The obvious theme of that story is persistence. Keep knocking and the door will open. Keep asking and you will receive. And I realized that for most of my life, I’ve heard that story and pictured God on the other side of that closed, locked door, wishing I would go away and quit knocking. But what if this story is actually exactly what Jesus says it is: two ordinary people. And what if we look a little closer: there is a subtheme of indifference. A dialogue that could very well be something like this:
Knocker: Hey, I really need your help with this thing.
Knockee: It’s late. I’m tired. I worked all day. I’m in my pajamas, watching Netflix, and I literally just poured a glass of wine. Text me tomorrow.

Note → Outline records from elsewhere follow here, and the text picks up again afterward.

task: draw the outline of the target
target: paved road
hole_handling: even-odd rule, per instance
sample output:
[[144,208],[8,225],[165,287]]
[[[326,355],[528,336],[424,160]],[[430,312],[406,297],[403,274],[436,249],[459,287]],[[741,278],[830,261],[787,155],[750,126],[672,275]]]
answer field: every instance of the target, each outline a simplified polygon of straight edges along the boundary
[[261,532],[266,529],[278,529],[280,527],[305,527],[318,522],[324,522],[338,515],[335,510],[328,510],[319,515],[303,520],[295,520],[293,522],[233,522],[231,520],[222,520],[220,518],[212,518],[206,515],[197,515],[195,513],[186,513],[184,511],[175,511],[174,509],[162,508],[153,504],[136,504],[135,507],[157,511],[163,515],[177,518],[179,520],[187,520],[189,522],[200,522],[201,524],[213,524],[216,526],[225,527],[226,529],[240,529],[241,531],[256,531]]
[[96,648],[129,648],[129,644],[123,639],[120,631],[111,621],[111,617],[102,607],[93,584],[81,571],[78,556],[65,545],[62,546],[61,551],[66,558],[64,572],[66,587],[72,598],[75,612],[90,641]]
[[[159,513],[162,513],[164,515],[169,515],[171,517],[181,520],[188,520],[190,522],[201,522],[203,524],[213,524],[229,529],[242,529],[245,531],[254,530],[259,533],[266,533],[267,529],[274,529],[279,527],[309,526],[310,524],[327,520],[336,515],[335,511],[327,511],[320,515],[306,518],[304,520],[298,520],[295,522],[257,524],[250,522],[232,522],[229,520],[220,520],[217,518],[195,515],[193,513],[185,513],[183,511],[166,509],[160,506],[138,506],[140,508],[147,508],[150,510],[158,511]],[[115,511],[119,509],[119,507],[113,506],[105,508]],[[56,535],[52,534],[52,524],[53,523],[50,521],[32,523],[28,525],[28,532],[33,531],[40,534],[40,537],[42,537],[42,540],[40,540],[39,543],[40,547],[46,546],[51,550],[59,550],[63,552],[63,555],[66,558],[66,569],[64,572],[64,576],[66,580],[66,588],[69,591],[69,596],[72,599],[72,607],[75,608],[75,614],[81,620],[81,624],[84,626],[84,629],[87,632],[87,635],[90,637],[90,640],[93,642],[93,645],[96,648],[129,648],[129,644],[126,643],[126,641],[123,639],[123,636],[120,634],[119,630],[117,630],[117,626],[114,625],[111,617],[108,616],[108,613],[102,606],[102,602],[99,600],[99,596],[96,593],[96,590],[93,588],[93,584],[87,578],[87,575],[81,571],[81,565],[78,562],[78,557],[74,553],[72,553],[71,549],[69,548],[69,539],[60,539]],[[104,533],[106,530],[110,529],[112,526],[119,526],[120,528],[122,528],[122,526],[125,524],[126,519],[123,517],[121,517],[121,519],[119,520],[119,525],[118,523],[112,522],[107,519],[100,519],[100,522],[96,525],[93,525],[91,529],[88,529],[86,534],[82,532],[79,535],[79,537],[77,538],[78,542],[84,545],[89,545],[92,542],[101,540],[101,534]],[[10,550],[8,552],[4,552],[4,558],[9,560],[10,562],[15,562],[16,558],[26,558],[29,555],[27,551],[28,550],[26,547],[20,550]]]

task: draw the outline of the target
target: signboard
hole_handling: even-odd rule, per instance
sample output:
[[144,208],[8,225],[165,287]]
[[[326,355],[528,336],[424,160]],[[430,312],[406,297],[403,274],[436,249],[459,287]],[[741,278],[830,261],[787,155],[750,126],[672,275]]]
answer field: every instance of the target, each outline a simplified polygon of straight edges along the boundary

See, it’s not the fact that the door is closed and locked. It’s the indifference, the active choice not to acknowledge that there is a problem that sets up the refusal to help. It’s a choice of the knockee to remain indifferent by making excuses that sound reasonably valid in hopes that the knocker will go away and figure out their issue on their own.
So maybe the takeaway here is that the knocker isn’t pounding away on the door to get the thing, whether it’s a loaf of bread or money or advice in an emotional crisis. Maybe the knocker is pounding away at the door to knock down the indifference, to call attention to the excuses we make that only sound reasonable at midnight when you’re in your pajamas watching Man in the High Castle with a bowl of popcorn and a nice glass of Riesling. Would that same excuse sound as reasonable in the morning after your second of coffee? Or do you hear the knocker’s plea a little differently in the daylight?
There are an awful lot of people in this world knocking on doors that are closed and locked. Are we really listening to what they need or do we just want them to go away?